L’Oréal Foundation: Prejudice against women in science is still deeply rooted

L’Oréal Foundation: Prejudice against women in science is still deeply rooted

The L’Oréal Foundation has unveiled the results of a collaborative study conducted with Opinion Way aimed at understanding the causes of disparities affecting women in science and the obstacles they face in their professional progression.

Shockingly, the foundation found that some 67 percent of Europeans do not think that women possess the required capabilities to access high-level scientific positions. As David Macdonald, Philanthropy Director for Women in Science revealed, “Only 10 percent of respondents believe that women possess the capabilities for science in particular.” Women are generally thought to lack key qualities such as perseverance, rational thought, practicality, rigor and an analytical mind.

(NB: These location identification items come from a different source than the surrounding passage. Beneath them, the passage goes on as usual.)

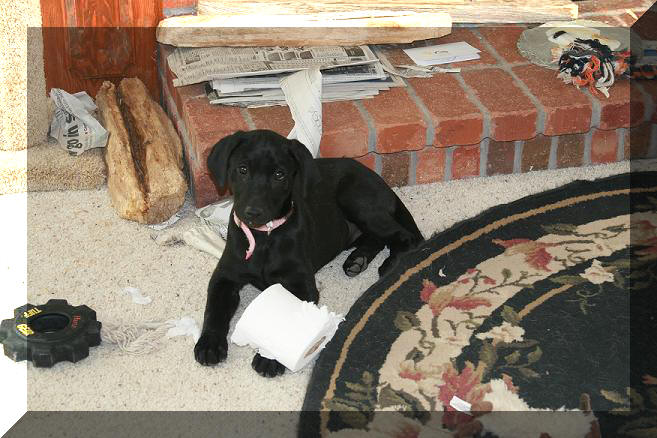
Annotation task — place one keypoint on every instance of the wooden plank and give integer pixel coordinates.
(350, 28)
(462, 11)
(144, 154)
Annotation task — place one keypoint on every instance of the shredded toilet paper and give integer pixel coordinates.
(185, 326)
(282, 327)
(303, 94)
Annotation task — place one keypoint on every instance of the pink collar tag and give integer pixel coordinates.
(268, 227)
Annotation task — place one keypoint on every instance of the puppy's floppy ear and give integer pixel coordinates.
(219, 156)
(308, 175)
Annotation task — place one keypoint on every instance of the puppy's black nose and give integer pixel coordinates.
(252, 212)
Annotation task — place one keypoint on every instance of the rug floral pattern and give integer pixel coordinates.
(482, 336)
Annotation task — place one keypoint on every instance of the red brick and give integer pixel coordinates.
(570, 150)
(607, 19)
(637, 141)
(616, 111)
(500, 157)
(206, 125)
(465, 162)
(204, 189)
(536, 153)
(430, 166)
(398, 121)
(274, 118)
(179, 94)
(344, 131)
(462, 34)
(567, 110)
(645, 26)
(368, 160)
(513, 115)
(394, 168)
(457, 120)
(504, 40)
(650, 88)
(604, 145)
(602, 6)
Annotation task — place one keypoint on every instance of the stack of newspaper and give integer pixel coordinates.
(250, 76)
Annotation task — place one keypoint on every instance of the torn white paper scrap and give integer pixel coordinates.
(303, 93)
(166, 224)
(443, 53)
(185, 326)
(282, 327)
(460, 405)
(136, 295)
(73, 125)
(205, 239)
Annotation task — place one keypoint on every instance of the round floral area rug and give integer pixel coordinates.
(534, 319)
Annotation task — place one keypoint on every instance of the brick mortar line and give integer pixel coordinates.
(378, 163)
(449, 158)
(412, 169)
(541, 116)
(620, 150)
(586, 155)
(371, 126)
(517, 156)
(647, 102)
(554, 145)
(611, 13)
(181, 127)
(184, 10)
(246, 115)
(485, 133)
(483, 156)
(487, 66)
(619, 21)
(652, 146)
(430, 137)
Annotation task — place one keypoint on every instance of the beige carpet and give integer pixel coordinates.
(78, 249)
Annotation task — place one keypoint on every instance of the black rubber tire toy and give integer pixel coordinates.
(50, 333)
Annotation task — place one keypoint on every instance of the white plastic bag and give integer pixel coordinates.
(73, 126)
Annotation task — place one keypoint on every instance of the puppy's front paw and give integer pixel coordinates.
(267, 367)
(211, 349)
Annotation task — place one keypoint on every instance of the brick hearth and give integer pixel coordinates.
(500, 115)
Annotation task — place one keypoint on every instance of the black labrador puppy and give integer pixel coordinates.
(292, 215)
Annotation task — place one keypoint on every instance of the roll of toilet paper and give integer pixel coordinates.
(282, 327)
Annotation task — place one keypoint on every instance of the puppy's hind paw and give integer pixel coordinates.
(211, 349)
(267, 367)
(354, 266)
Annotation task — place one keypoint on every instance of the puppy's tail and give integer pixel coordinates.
(405, 219)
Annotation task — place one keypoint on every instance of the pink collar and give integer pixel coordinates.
(268, 227)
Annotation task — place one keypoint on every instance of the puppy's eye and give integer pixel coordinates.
(279, 175)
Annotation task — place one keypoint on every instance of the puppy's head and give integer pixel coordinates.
(265, 171)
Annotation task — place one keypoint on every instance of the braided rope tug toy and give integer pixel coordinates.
(589, 63)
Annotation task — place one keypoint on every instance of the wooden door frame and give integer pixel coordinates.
(56, 64)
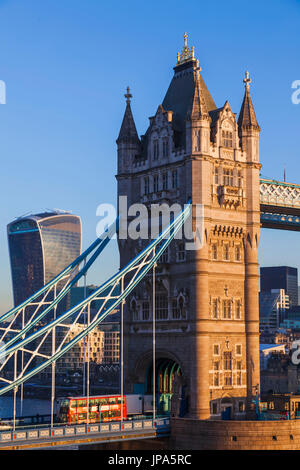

Another challenge was an underestimation of the problem, with respondents estimating that women hold nearly 30 percent of high-level scientific positions in the EU, when in fact, the figure stands at just 11 percent.

Despite the above, it appears that society would like to see more women in science, with 59 percent believing that the pace of change is too slow, and 63 percent wishing to see more Nobel prizes awarded to women.

Elizabeth Blackburn, Laureate of the L’Oréal-UNESCO Award for Women in Science and the Nobel Prize in Physiology or Medicine 2009, said, “Having had to overcome prejudices myself throughout my career, it seems essential to me to participate in this fundamental movement in order to significantly push boundaries.”